I book an appointment through her online calendar and nervously wait for her to appear on my screen. It’s been a long time since I’ve looked into a stranger’s eyes and shared my innermost secrets. Annie Skypes me right on time. Just like I did at my first in-person session years ago, I feel pretty awkward, but she’s so easygoing (“If I were a Spice Girl, I’d be Sporty”) that I quickly feel more comfortable. When I describe the self-loathing and loneliness I’ve felt lately, she pushes me for details and even shares her own feelings of isolation (she had a hard time watching her friends pair off before she was married). It feels likes she “gets” me more than any of the text-based services I’ve tried, and I quickly trust her.
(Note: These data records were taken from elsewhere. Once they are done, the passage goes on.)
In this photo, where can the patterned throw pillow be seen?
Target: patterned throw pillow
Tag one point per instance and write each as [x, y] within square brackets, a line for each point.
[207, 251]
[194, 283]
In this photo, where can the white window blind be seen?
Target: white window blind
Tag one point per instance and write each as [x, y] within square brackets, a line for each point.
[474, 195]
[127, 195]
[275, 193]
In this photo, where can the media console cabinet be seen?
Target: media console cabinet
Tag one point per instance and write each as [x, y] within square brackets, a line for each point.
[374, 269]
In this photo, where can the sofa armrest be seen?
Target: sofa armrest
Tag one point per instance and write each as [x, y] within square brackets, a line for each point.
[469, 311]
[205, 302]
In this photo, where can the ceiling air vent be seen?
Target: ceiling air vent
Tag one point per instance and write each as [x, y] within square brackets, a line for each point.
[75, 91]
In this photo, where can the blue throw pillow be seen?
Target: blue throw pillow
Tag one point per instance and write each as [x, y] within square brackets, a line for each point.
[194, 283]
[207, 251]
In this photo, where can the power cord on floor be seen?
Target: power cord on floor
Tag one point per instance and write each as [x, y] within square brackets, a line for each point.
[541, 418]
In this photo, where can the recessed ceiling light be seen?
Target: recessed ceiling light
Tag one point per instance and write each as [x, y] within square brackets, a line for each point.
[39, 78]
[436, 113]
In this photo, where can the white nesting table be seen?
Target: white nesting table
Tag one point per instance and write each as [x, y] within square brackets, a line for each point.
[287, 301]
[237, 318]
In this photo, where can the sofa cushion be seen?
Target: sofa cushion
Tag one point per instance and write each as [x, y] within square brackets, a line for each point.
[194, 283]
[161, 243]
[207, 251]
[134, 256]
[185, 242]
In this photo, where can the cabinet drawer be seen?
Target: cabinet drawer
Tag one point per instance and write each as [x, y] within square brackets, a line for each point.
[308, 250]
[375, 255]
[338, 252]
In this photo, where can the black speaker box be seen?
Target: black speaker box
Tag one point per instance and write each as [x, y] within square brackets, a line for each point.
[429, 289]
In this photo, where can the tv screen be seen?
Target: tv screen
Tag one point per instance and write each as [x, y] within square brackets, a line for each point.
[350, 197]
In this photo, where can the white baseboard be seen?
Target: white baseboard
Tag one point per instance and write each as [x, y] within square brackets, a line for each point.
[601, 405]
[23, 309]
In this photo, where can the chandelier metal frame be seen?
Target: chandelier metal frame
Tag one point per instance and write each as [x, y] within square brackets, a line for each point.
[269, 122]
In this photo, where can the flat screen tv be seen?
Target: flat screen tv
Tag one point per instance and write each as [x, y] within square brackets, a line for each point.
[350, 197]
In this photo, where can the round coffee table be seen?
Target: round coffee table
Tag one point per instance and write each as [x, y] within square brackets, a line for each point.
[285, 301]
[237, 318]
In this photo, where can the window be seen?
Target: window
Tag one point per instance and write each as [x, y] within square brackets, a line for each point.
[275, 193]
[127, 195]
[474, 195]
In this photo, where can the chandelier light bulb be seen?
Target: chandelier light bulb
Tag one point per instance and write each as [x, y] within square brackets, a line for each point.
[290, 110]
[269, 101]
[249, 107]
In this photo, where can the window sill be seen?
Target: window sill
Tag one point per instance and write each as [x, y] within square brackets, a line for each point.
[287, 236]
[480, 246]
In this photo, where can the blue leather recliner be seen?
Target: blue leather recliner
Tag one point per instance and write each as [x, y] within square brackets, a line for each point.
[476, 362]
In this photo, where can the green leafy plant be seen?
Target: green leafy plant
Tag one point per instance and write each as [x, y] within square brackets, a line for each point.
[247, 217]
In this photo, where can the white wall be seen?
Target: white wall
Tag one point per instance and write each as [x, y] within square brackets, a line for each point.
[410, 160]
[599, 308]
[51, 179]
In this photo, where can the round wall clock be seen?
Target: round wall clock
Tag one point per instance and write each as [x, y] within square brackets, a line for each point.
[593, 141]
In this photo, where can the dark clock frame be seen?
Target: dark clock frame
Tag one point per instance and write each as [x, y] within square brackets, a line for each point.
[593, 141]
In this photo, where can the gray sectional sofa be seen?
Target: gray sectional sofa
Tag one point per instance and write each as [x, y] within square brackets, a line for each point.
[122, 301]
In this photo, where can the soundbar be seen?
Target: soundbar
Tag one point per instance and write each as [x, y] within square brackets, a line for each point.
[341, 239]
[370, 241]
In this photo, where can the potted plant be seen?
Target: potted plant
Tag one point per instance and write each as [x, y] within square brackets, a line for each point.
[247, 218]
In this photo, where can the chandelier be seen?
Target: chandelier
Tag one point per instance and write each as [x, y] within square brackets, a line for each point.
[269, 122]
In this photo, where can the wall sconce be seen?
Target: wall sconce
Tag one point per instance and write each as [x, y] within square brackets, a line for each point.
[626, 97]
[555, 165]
At the end of our session, she assigns me homework: In addition to breathing exercises and meditations to chase away negative thoughts, she tells me to make an Ideal Woman List with 10 traits I’d like to embody that are “part you, part your mom and part Beyoncé.” I laugh but take my list making very seriously. I book another appointment (she works around my schedule, not the other way around), and a week later, I read her my list. They are traits the women in my life possess (strength, kindness, positivity) and lack (realism, ambition, passion). “We can learn from the strong women around us,” says Annie, “but it doesn’t necessarily keep us from making their same mistakes.” She must see me deflating, because she quickly reminds me that I did finally end that bad relationship and I did walk away from a negative friend, so I’m learning. And that feels unspeakably good. $50/30min session
As I sit journaling later (more homework), I realize I’ve made more strides in an hour with Annie than the hundreds of texts to faceless therapists that came before her. Maybe I’m just a millennial who’s almost over the hill, but I need to look into someone’s eyes and face my demons, not throw them into a digital abyss. So I’ll keep opening up that Skype window to Annie—and the bonus is that I get to sit in my underwear while I do it.